An example batch script will look like

#!/bin/bash

#SBATCH --nodes=2
#SBATCH --ntasks-per-node=2
#SBATCH --cpus-per-task=20
#SBATCH --mem=65536
#SBATCH --partition=bdw

module purge
module load impi

srun my-program arg1 arg2 ...

which will launch a job with 4 MPI processes (ranks) with each process (rank) using 20 CPU cores and 64GB memory.

CUDA

The cuda nodes have different accelerator cards installed (see Hardware).
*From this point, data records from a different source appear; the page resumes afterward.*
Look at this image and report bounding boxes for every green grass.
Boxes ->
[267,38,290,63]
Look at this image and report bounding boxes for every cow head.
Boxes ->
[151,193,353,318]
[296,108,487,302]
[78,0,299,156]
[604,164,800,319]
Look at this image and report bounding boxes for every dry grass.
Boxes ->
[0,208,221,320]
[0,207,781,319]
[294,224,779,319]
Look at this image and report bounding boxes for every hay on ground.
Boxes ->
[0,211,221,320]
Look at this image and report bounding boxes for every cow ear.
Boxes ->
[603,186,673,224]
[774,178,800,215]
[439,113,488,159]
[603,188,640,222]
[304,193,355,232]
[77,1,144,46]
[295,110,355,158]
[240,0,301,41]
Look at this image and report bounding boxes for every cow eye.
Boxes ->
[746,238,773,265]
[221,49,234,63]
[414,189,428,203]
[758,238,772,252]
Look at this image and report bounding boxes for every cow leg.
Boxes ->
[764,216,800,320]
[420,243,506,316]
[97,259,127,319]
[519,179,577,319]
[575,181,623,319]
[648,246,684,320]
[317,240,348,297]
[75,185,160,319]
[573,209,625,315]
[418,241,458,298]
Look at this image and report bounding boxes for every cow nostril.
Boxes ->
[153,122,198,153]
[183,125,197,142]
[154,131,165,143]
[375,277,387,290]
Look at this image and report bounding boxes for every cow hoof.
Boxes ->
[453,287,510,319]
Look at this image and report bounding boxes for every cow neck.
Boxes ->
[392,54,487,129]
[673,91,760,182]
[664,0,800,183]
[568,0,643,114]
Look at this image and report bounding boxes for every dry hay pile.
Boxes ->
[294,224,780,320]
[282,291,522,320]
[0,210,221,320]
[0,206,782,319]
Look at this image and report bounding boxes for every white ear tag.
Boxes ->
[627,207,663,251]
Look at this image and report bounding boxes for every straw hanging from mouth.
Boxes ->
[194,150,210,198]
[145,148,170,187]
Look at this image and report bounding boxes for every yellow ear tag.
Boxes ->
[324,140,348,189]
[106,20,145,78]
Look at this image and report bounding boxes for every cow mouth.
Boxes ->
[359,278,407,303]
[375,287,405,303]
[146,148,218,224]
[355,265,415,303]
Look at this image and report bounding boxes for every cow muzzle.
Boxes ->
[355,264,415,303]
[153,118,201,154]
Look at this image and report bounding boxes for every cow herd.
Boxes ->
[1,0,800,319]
To run on either of them, just choose the cuda partition:

sbatch -p cuda ...

You can also choose a specific GPU for your job with the –gres parameter, which can either be v100, titanv or a100 together with the number of GPUs requested:

sbatch -p cuda --gres gpu:v100:1 ...

Tensorflow

Tensorflow requires specific combinations of CUDA (and cuDNN). It is therefore recommended to use virtual environments for Tensorflow.

For Tensorflow v2.13:

module load cuda/11.8
module load cudnn/8.6
python3 -m venv tf-2.13
tf-2.13/bin/pip install tensorflow==2.13
tf-2.13/bin/pip install nvidia-cudnn-cu11==8.6.0.163

For Tensorflow v2.14:

module load cuda/11.8
module load cudnn/8.7
python3 -m venv tf-2.14
tf-2.14/bin/pip install tensorflow==2.14
tf-2.14/bin/pip install nvidia-cudnn-cu11==8.7.0.84

Note

To list available versions of nvidia-cudnn-cu11 run pip install --use-deprecated=legacy-resolver nvidia-cudnn-cu11==

Matlab

To run Matlab programs using the batch system, copy the following lines into your batch script:

source /etc/profile.d/modules.sh
source /etc/profile.d/opt_local_modules.sh

module load matlab

matlab -nosplash -nodesktop -nojvm -r "run('myprogram.m');quit"

where your replace myprogram.m with the corresponding Matlab file containing your instructions.

Don’t forget to add additional resource requests for the number of tasks, CPU cores or main memory as described above.